Jogos Gacha Japoneses Raramente Ganham Versões Offline

Entenda por que jogos gacha japoneses raramente ganham versões offline. Desenvolvedores explicam a complexidade técnica e os custos envolvidos na adaptação.

O encerramento de serviços como final fantasy: Brave Exvius levanta questões sobre a perda de conteúdo interativo. Diferente de outras mídias, quando um jogo online é desativado, sua história, ambientação e personagens podem se tornar inacessíveis para sempre. Embora existam compilações de cutscenes, a experiência interativa é irrecuperável.

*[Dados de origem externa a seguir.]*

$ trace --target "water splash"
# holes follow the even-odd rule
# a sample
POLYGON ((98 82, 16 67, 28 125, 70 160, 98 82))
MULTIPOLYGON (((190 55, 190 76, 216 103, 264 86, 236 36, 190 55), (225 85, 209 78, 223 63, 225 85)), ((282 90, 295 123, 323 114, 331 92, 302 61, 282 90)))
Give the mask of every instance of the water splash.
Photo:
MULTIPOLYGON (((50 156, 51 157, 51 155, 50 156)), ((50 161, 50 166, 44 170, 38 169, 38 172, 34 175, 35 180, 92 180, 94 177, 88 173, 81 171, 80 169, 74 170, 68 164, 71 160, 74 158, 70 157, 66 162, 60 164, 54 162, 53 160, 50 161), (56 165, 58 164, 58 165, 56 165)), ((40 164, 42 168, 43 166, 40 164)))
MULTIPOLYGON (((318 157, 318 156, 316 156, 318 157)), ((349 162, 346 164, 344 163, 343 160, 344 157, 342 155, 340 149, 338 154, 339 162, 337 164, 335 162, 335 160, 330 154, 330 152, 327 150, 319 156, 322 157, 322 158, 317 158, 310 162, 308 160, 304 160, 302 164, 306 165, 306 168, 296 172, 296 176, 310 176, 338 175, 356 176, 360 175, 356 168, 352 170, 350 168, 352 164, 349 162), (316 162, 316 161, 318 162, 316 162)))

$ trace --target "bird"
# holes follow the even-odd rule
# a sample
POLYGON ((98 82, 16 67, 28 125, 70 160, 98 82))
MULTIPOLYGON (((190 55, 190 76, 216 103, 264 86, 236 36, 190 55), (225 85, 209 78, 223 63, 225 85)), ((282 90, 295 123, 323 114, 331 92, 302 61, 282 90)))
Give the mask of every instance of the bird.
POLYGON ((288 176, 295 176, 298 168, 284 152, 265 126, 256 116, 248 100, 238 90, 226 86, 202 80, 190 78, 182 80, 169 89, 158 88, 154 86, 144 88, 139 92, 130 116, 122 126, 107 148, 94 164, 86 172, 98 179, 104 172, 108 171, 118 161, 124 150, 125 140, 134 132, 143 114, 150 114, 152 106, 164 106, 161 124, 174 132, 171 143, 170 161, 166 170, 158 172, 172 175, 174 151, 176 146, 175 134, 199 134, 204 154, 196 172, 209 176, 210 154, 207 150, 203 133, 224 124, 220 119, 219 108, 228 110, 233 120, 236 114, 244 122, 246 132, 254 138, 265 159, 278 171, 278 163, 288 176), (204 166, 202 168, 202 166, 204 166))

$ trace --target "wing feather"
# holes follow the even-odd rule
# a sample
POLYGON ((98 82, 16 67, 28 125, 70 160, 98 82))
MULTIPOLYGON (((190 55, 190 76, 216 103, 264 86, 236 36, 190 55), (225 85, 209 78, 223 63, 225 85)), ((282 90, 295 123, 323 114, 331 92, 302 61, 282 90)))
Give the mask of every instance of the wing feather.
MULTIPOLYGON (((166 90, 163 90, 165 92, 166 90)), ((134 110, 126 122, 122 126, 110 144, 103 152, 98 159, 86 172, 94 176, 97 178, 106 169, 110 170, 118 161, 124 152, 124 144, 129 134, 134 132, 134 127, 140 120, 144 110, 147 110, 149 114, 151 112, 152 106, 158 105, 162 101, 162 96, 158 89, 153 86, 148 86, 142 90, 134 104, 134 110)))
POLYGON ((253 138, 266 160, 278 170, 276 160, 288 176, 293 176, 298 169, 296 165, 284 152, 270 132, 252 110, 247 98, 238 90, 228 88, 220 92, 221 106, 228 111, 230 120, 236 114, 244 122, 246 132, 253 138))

Essa situação frequentemente gera frustração entre os fãs, especialmente quando há exceções como Animal Crossing: Pocket Camp, que recebeu um lançamento premium offline. A ausência de modelos similares para outros jogos gacha leva a questionamentos sobre a viabilidade e o interesse dos desenvolvedores em oferecer versões offline.

Viabilidade Técnica e Experiência de Jogo

Desenvolvedores japoneses têm compartilhado suas perspectivas sobre a raridade de versões offline para jogos gacha. Um projeto de fãs que visa tornar o jogo descontinuado Nier Reincarnation jogável offline exemplifica o desejo da comunidade por preservação. No entanto, a iniciativa não possui o aval oficial da Square Enix.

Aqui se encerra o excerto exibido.